= Anti–South Korean sentiment =

Anti-South Korean sentiment or anti-Republic of Korea sentiment (simply anti-ROK sentiment) refers to opposition or hostility towards the South Korea. While anti-South Korean or anti-ROK sentiment are distinct from "anti-Korean sentiment" related to ethnic hostilities, they may also include racist elements such as hostility towards the South Korean people.

The Korean Wave, a reference to the global trend of South Korean popular culture since the 1990s, has caused pushbacks in some countries.

==Statistics==

Results of 2017 BBC World Service poll. Views of South Korea's influence by country Sorted by Pos-Neg
| Country polled | Positive | Negative | Neutral | Pos-Neg |
|---|---|---|---|---|
| China | 25% | 71% | 2 | −46 |
| Germany | 11% | 32% | 57 | −21 |
| Spain | 24% | 42% | 34 | −18 |
| Brazil | 36% | 46% | 18 | −10 |
| Mexico | 36% | 42% | 22 | −6 |
| Greece | 24% | 29% | 47 | −5 |
| Pakistan | 19% | 22% | 59 | −3 |
| India | 27% | 28% | 45 | −1 |
| Peru | 37% | 37% | 26 | 0 |
| Kenya | 34% | 34% | 32 | 0 |
| France | 45% | 44% | 11 | 1 |
| Global average | 37% | 36% | 27 | 1 |
| Nigeria | 44% | 34% | 22 | 10 |
| Canada | 47% | 36% | 17 | 11 |
| United Kingdom | 52% | 40% | 8 | 12 |
| Russia | 32% | 20% | 48 | 12 |
| Indonesia | 37% | 23% | 40 | 14 |
| United States | 51% | 33% | 16 | 18 |
| Australia | 61% | 24% | 15 | 37 |
| Turkey | 70% | 21% | 9 | 49 |

== By region ==
=== Brazil ===
Despite the popularity of South Korean culture in Brazil among young people, some anti-Korean incidents have occurred in Brazil. In 2017, the Brazilian television host Raul Gil was accused of racism and xenophobia while making derogatory jokes to Asians and a "slit eye" gesture during a live interview with the K-Pop group K.A.R.D. This drew backlash from the Brazilian and foreign press. In 2019, a Brazilian couple published several videos on social media making fun of Korean food and language during a trip to South Korea. The case generated harsh criticism on social media.

=== China ===
At the end of World War II, North Korea, which was aligned with the Soviet bloc, became an ally of the People's Republic of China (PRC), while the PRC and the Republic of Korea did not recognize each other. During the Korean War, when China was engaged in war with South Korea and its United Nations allies, propaganda was used to indoctrinate people into hating South Korea, which was called a "puppet state" of the United States by the PRC government of the time.

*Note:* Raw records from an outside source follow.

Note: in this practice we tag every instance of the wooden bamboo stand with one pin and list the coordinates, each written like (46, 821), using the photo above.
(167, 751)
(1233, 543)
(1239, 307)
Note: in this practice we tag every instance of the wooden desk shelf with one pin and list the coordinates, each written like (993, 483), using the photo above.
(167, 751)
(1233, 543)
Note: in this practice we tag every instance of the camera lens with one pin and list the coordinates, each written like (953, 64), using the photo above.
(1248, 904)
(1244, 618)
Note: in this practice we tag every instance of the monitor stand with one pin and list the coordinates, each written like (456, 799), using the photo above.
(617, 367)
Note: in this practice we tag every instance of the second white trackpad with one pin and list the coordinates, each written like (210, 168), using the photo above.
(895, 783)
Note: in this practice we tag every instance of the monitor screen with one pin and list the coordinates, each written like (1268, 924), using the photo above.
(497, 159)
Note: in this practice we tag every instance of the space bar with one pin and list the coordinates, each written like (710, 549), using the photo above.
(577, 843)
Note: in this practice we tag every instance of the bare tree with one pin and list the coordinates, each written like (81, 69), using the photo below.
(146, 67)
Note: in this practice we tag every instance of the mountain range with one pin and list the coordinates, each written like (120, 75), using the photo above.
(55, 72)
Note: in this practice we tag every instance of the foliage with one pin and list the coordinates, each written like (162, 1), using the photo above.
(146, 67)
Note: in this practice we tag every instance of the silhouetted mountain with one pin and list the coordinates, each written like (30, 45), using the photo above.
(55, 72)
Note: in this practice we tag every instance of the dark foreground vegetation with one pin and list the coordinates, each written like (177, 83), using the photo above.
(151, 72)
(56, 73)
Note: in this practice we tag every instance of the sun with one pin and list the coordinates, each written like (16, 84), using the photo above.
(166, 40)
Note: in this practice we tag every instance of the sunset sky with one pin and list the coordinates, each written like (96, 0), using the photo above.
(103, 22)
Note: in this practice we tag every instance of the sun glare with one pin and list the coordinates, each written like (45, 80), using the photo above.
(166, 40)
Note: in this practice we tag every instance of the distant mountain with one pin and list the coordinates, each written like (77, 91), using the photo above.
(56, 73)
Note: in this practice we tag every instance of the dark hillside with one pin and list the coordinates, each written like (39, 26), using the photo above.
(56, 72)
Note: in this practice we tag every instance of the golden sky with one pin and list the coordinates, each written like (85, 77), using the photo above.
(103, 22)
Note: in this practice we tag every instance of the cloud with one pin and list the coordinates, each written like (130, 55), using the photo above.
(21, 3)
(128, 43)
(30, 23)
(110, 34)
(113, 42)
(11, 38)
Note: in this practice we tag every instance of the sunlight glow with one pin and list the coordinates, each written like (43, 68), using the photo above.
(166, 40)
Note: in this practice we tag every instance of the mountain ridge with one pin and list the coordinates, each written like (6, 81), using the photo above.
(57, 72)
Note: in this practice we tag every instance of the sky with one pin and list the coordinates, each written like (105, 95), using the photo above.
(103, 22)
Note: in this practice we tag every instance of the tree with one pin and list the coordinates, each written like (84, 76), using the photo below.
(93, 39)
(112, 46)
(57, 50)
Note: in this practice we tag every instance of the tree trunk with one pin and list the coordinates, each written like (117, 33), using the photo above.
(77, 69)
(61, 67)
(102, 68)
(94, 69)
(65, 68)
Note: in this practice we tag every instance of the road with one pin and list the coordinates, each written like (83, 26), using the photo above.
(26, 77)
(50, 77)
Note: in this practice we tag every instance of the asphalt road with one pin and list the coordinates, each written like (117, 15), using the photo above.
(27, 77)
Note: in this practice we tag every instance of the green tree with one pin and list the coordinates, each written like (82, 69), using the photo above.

From 1992 onward, after South Korea's normalization of relations with China, the relationship between the two nations gradually improved. From 2000 onward, Korean popular culture became popular within China.

A February 2021 survey conducted by scholars from Rice University, the University of British Columbia, and the Lee Kuan Yew School of Public Policy had 43% of Chinese respondents expressing an unfavorable view of South Korea, compared to 49% expressing a favorable view.

=== Indonesia ===

In Indonesia, Anti-Korean sentiment emerged in the 2000s. The emergence of anti-Korean sentiment is caused by several factors, such as plastic surgery and atheism in South Korea. Some Indonesians call Koreans "plastic". This stereotype arises because of the popularity of plastic surgery in South Korea. This stereotype has been strengthened since the suicide of the former member of Shinee, Jonghyun. In addition, there are assumptions that Korean drama lovers are excessive and that the people of Korea are always committing adultery. It was reported in 2013 that some Bali businesses had put up signs prohibiting Korean customers due to reports that a number of them flouted regulations during their stay.

In 2021, a South Korean man allegedly launched a racist attack against an Indonesian woman on social media. This incident sparked anger amongst the Indonesian public and triggered further anti-Korean sentiment in the country. Also in that year, SunnyDahye, a Korean internet personality living in the country, was criticized by Indonesian people for making comments calling Indonesians "stupid" and allegedly pretending to fast during the month of Ramadan. The live coverage of the 2020 Olympics made some Indonesians irate after the MBC mistakenly set a picture of the map of Malaysia when the Indonesian contingent arrived at the opening ceremony.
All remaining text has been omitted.